Distributed consensus revised – Part I

Distributed consensus revised Howard, PhD thesis

Welcome back to a new term of The Morning Paper! To kick things off, I’m going to start by taking a look at Dr Howard’s PhD thesis, ‘Distributed consensus revised’. This is obviously longer than a standard paper, so we’ll break things down over a few days. As the title suggests, the topic in hand is distributed consensus:

Single-valued agreement is often overlooked in the literature as already solved or trivial and is seldom considered at length, despite being a vital component in distributed systems which is infamously poorly understood… we undertake an extensive examination of how to achieve consensus over a single value.

What makes this much harder than it might at first appear of course, is the possibility of failures and asynchronous communication.

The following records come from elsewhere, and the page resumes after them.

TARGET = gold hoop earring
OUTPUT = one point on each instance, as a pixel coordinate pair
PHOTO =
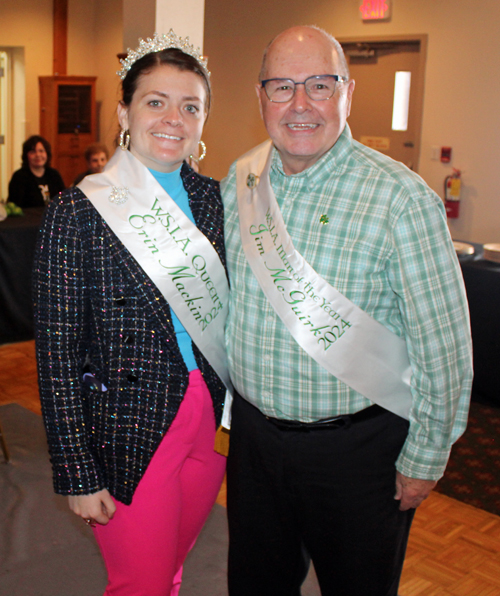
(124, 139)
(203, 152)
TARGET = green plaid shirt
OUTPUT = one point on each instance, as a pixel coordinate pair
(377, 233)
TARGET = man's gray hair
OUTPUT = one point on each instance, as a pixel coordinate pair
(344, 68)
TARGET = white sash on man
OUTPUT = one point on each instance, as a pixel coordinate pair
(175, 255)
(341, 337)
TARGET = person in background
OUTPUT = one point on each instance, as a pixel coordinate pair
(348, 337)
(97, 157)
(130, 300)
(35, 183)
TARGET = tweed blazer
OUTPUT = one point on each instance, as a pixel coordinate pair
(110, 371)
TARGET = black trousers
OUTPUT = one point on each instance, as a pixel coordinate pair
(325, 495)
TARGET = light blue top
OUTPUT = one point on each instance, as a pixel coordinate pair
(171, 183)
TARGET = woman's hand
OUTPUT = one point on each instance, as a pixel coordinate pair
(98, 507)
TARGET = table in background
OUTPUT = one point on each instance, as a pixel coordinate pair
(482, 282)
(17, 247)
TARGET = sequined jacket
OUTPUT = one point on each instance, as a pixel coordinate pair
(98, 314)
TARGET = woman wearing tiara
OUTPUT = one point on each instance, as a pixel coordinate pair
(130, 301)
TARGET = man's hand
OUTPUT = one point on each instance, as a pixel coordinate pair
(98, 507)
(412, 491)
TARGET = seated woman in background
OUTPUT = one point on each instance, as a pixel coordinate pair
(36, 182)
(97, 157)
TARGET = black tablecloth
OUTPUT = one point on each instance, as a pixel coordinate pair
(17, 246)
(482, 282)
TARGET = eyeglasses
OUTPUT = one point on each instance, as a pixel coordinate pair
(318, 87)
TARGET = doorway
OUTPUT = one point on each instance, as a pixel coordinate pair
(373, 63)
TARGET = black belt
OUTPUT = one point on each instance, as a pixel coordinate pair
(344, 421)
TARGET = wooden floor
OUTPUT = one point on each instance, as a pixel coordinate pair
(454, 549)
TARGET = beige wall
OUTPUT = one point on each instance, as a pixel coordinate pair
(462, 88)
(27, 24)
(94, 40)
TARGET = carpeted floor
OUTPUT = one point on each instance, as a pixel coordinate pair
(45, 550)
(473, 472)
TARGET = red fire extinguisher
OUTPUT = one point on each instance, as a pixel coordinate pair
(452, 185)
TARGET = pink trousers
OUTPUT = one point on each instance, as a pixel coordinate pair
(145, 544)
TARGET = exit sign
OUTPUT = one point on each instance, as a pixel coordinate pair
(375, 10)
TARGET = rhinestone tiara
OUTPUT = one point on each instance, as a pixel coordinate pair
(157, 44)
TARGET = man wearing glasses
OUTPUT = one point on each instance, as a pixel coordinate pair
(348, 339)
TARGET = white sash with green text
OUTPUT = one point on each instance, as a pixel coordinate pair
(341, 337)
(175, 255)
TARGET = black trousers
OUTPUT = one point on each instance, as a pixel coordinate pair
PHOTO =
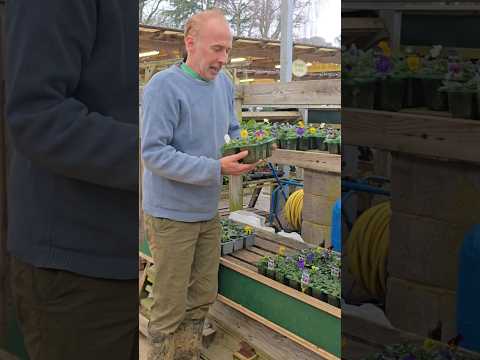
(66, 316)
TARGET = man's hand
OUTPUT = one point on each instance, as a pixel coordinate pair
(231, 166)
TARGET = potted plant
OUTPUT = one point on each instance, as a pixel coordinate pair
(226, 245)
(262, 265)
(413, 83)
(270, 271)
(432, 73)
(281, 270)
(358, 78)
(333, 142)
(291, 139)
(237, 242)
(303, 141)
(391, 73)
(248, 237)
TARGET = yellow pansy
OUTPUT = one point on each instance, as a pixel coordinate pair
(248, 229)
(385, 48)
(429, 344)
(244, 134)
(413, 62)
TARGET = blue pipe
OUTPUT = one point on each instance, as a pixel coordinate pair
(468, 292)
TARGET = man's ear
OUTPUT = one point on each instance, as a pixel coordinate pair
(189, 42)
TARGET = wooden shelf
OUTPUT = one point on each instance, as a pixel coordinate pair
(313, 160)
(417, 134)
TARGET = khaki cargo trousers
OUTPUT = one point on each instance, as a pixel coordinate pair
(186, 257)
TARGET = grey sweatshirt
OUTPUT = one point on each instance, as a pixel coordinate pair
(184, 125)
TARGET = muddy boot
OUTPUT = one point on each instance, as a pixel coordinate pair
(188, 340)
(162, 348)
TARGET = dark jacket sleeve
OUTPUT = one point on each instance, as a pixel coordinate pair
(48, 44)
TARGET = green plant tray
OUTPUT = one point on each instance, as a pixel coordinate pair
(310, 319)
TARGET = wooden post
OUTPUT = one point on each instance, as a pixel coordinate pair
(235, 185)
(3, 191)
(286, 48)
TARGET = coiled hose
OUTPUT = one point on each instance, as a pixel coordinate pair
(293, 209)
(367, 248)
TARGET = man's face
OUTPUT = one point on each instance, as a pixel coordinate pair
(208, 51)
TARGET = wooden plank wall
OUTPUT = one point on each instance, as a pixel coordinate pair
(434, 204)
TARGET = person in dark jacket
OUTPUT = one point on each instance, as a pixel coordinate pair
(72, 114)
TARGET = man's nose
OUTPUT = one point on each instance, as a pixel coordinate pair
(223, 58)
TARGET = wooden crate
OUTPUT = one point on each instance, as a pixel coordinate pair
(311, 323)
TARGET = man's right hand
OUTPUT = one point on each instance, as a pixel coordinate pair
(231, 166)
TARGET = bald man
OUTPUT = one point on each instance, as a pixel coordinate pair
(188, 110)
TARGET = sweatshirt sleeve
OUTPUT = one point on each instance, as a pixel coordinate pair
(234, 127)
(48, 44)
(161, 114)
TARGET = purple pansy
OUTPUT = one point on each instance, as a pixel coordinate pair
(310, 258)
(383, 64)
(301, 263)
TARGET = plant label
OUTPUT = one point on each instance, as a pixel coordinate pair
(305, 278)
(271, 264)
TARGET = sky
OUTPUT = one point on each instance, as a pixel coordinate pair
(324, 19)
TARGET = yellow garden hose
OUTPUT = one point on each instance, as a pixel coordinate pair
(367, 248)
(293, 209)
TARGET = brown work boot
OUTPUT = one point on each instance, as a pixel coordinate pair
(188, 340)
(162, 348)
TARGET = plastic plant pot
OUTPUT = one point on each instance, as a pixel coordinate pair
(303, 143)
(248, 241)
(321, 143)
(292, 143)
(270, 273)
(306, 290)
(461, 104)
(390, 93)
(229, 151)
(363, 94)
(319, 294)
(263, 150)
(237, 243)
(333, 300)
(434, 99)
(253, 153)
(227, 248)
(280, 277)
(262, 269)
(269, 149)
(333, 146)
(347, 89)
(413, 93)
(295, 284)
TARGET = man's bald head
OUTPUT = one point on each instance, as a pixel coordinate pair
(208, 41)
(197, 22)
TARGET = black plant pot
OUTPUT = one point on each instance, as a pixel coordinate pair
(413, 93)
(389, 94)
(303, 143)
(462, 104)
(363, 94)
(434, 99)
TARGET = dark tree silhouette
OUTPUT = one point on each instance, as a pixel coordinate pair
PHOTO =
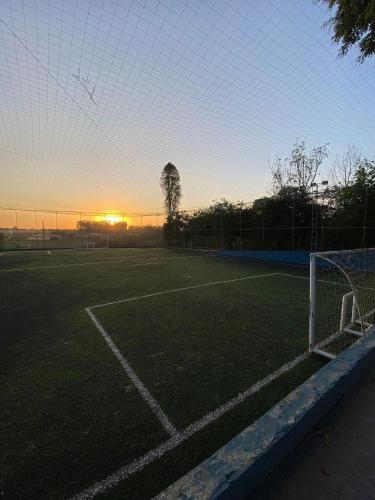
(171, 187)
(353, 23)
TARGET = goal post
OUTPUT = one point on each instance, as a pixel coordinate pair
(342, 297)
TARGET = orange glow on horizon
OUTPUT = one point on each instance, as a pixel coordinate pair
(112, 219)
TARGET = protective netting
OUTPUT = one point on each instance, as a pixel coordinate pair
(344, 295)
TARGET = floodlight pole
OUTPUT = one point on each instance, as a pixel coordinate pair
(312, 311)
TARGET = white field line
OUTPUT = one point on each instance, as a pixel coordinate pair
(179, 437)
(113, 261)
(152, 403)
(168, 445)
(174, 290)
(109, 260)
(137, 465)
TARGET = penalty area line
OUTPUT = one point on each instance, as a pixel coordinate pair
(152, 403)
(137, 465)
(174, 290)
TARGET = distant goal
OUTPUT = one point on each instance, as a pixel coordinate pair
(342, 297)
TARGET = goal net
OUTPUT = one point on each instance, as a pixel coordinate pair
(342, 298)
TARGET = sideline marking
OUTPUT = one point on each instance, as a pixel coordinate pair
(119, 259)
(168, 445)
(173, 290)
(152, 403)
(109, 260)
(138, 464)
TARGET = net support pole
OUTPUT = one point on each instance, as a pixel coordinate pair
(312, 301)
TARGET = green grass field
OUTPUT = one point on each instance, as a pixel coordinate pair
(123, 398)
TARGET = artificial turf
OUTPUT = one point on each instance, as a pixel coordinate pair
(70, 414)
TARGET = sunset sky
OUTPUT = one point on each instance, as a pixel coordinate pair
(216, 87)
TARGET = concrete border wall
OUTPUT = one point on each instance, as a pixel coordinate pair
(237, 468)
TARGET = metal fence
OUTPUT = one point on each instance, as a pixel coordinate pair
(48, 229)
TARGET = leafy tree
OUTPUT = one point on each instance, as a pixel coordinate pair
(346, 166)
(299, 169)
(171, 187)
(353, 23)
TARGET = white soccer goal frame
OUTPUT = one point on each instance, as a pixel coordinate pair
(348, 301)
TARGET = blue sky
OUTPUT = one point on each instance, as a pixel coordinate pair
(219, 88)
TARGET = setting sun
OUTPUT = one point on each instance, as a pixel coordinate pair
(112, 219)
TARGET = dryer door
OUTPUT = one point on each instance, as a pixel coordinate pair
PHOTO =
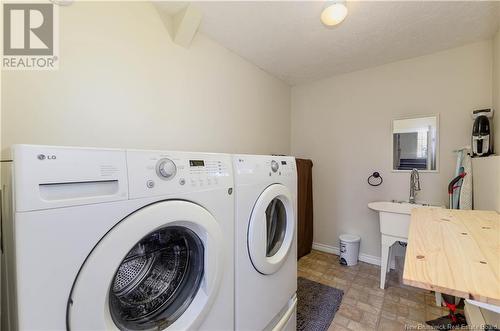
(159, 268)
(271, 229)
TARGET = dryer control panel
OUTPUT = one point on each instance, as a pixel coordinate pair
(154, 173)
(251, 168)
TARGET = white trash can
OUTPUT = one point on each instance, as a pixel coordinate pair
(349, 249)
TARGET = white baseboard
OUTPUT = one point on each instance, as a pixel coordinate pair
(335, 250)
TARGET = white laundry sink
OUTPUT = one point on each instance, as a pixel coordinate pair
(394, 227)
(394, 217)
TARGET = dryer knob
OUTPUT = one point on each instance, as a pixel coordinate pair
(166, 169)
(274, 166)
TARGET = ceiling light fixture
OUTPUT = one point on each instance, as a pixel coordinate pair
(334, 13)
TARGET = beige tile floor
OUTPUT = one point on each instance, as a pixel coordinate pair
(365, 306)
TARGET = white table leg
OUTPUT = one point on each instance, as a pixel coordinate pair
(389, 259)
(384, 261)
(439, 299)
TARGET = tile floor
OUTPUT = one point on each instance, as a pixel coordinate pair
(365, 306)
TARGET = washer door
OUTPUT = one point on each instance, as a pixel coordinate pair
(271, 229)
(159, 268)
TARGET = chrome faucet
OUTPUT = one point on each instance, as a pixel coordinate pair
(414, 184)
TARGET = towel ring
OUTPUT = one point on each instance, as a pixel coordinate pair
(375, 175)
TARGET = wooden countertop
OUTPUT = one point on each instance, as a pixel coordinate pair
(455, 252)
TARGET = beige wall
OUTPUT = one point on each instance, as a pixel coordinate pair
(496, 90)
(123, 83)
(344, 125)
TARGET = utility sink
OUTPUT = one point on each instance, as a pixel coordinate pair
(395, 216)
(394, 227)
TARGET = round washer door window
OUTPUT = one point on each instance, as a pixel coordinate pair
(159, 268)
(271, 229)
(157, 279)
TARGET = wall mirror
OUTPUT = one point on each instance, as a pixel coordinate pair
(415, 143)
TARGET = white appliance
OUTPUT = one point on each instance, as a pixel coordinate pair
(266, 244)
(102, 239)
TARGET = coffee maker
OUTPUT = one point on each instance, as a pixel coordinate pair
(482, 132)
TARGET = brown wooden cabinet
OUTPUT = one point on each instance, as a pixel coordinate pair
(304, 207)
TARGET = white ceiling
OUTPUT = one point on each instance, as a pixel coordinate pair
(288, 40)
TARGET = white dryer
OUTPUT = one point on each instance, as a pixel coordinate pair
(102, 239)
(266, 245)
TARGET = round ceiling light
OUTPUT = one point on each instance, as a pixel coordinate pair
(334, 14)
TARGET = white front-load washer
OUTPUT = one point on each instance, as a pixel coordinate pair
(266, 244)
(103, 239)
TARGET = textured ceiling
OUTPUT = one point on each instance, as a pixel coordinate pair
(287, 39)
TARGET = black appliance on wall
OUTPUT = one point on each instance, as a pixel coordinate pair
(482, 132)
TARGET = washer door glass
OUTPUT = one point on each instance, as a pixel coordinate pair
(157, 279)
(271, 229)
(276, 226)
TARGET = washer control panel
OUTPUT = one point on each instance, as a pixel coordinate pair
(251, 168)
(274, 166)
(166, 169)
(160, 173)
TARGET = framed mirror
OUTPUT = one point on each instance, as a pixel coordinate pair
(415, 143)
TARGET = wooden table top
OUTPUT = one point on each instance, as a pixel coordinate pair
(455, 252)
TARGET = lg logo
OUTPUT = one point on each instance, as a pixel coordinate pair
(42, 157)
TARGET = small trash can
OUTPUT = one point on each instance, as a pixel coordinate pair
(349, 249)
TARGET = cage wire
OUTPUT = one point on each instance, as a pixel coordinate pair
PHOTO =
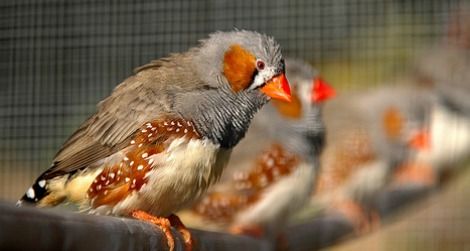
(60, 58)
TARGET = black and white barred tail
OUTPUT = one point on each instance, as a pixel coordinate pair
(34, 193)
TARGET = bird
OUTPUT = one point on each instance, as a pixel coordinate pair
(277, 181)
(444, 70)
(376, 132)
(166, 133)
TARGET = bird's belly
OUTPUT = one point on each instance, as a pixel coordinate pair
(181, 174)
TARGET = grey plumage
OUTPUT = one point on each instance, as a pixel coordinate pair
(189, 85)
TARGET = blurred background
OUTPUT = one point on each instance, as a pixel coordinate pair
(58, 59)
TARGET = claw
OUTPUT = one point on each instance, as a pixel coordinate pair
(184, 231)
(160, 222)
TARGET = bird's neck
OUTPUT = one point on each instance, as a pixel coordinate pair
(224, 116)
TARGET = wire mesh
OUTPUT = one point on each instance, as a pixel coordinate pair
(58, 59)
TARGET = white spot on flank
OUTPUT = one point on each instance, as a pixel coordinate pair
(30, 193)
(42, 183)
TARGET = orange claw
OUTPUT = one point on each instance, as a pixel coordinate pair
(161, 222)
(184, 231)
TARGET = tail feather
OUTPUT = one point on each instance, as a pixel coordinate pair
(34, 193)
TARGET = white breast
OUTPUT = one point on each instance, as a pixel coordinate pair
(181, 173)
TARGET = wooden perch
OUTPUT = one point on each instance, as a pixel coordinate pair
(45, 229)
(30, 228)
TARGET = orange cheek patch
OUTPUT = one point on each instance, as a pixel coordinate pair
(291, 109)
(393, 123)
(239, 67)
(116, 182)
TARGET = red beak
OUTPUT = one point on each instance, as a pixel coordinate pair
(420, 140)
(278, 88)
(321, 90)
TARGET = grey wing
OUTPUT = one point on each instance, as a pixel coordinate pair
(131, 105)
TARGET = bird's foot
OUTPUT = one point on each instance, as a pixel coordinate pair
(161, 222)
(250, 230)
(415, 173)
(184, 231)
(363, 220)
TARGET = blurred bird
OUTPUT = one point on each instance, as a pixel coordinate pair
(445, 71)
(166, 133)
(260, 199)
(375, 132)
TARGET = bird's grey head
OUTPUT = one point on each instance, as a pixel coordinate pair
(298, 125)
(241, 71)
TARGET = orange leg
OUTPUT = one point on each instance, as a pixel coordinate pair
(161, 222)
(362, 220)
(187, 237)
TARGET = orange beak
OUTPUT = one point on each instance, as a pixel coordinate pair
(321, 90)
(278, 88)
(420, 140)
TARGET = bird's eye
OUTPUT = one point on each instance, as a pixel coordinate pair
(259, 65)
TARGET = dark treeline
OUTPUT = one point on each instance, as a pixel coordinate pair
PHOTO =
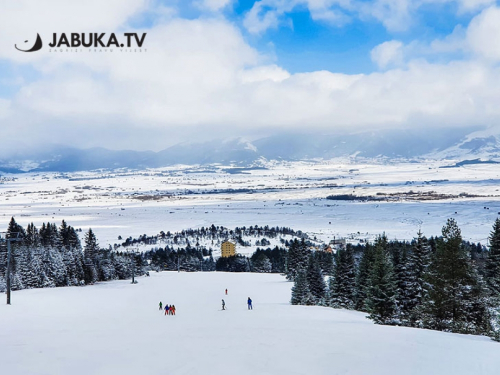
(442, 283)
(54, 256)
(213, 235)
(200, 259)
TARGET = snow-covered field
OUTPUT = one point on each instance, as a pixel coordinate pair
(116, 328)
(132, 203)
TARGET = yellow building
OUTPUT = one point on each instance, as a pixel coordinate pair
(227, 249)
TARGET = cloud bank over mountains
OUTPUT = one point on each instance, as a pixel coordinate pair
(202, 77)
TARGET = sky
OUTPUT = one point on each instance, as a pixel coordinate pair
(224, 68)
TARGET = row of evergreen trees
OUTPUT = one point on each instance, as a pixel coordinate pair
(53, 256)
(437, 287)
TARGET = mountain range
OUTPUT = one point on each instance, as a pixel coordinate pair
(458, 145)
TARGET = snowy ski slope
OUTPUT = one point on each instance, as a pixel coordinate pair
(116, 328)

In the face of this, an algorithm for consensus must meet three safety requirements and two progress requirements:

Non-triviality: the decided value must have been proposed by a participant (so for example, solutions which always choose a fixed pre-determined value are not acceptable)
Safety: if a value has been decided, no other value will be decided
Safe learning: if a participant learns a value, it must learn the decided value
Progress: under a specified set of liveness conditions, if a value has been proposed by a participant then a value is eventually decided
Eventual learning under a specified set of liveness conditions, if a value has been decided then a value is eventually learned

The first part of the thesis examines the Paxos family of algorithms, and is a great resource for navigating this complex space. A combination of 16 different lemma and theorems are used to prove that Paxos does provide the desired safety and progress guarantees. The proofs are carefully tied back to 10 different properties of the classic Paxos algorithm.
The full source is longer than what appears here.